Of the 53 total possible points in the scheme of weighting cardiac risk factors, 28 points are attributable to conditions that are potentially treatable. Surgical procedures should be deferred until the patient's overall cardiac status improves, including potential revascularization. For patients with myocardial ischemia, elective surgery should be postponed and urgent surgery should be preceded by coronary artery bypass. The risk of reinfarction during an elective procedure performed within 3 months after a myocardial infarction exceeds 30%, while the infarction rate decreases to 4.5% after 6 months.
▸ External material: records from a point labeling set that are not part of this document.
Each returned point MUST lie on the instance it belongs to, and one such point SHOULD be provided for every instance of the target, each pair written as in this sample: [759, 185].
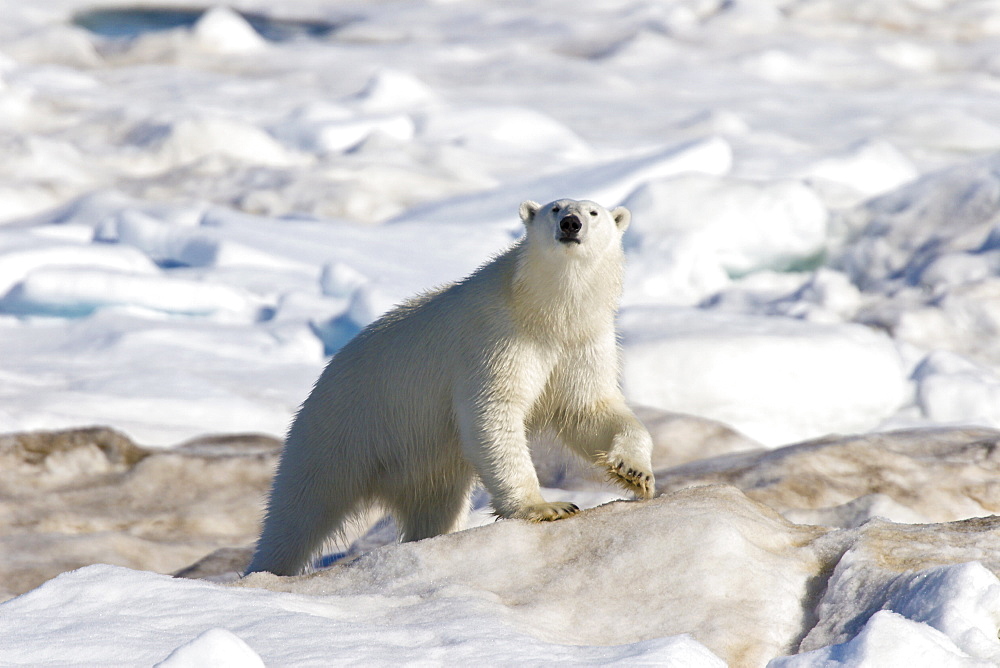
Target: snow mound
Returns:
[908, 476]
[776, 380]
[690, 578]
[215, 648]
[694, 232]
[221, 30]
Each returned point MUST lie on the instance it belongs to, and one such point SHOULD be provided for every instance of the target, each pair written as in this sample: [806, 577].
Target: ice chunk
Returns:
[393, 90]
[33, 254]
[341, 280]
[953, 389]
[871, 167]
[606, 183]
[508, 131]
[79, 291]
[192, 139]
Thromboembolism is an extremely infrequent but potentially lethal event. Patients with a clear history of prior thrombosis or embolism, those likely to have a prolonged operation (with special emphasis on procedures that temporarily interfere with lower extremity blood flow), and those undergoing certain reconstructive operations of the hip are at increased risk. Clinicians can reduce the risk of thromboembolism by having the patient use pneumatic compression stockings, by advising the patient to exercise, and by having the patient ambulate early. Generally, heparin or levoxin are not required for simple ambulatory procedures. Orthopedists commonly begin warfarin (Coumadin) therapy in their patients 1 day after total hip and knee replacements without a loading dose. This therapy is continued until the patient is fully ambulatory.

Virtually all studies of systemic anticoagulation in patients undergoing general surgical operations have shown an increase in wound complications from bleeding. Systemic anticoagulation with low-dose heparin should be reserved for patients with morbid obesity or a history of prior pulmonary embolism or deep venous thrombosis. Low molecular weight heparin compounds have shown advantages over conventional low-dose heparin in the prevention of thromboembolic events in patients who are at high risk and have sustained trauma and in those undergoing knee and hip replacement procedures.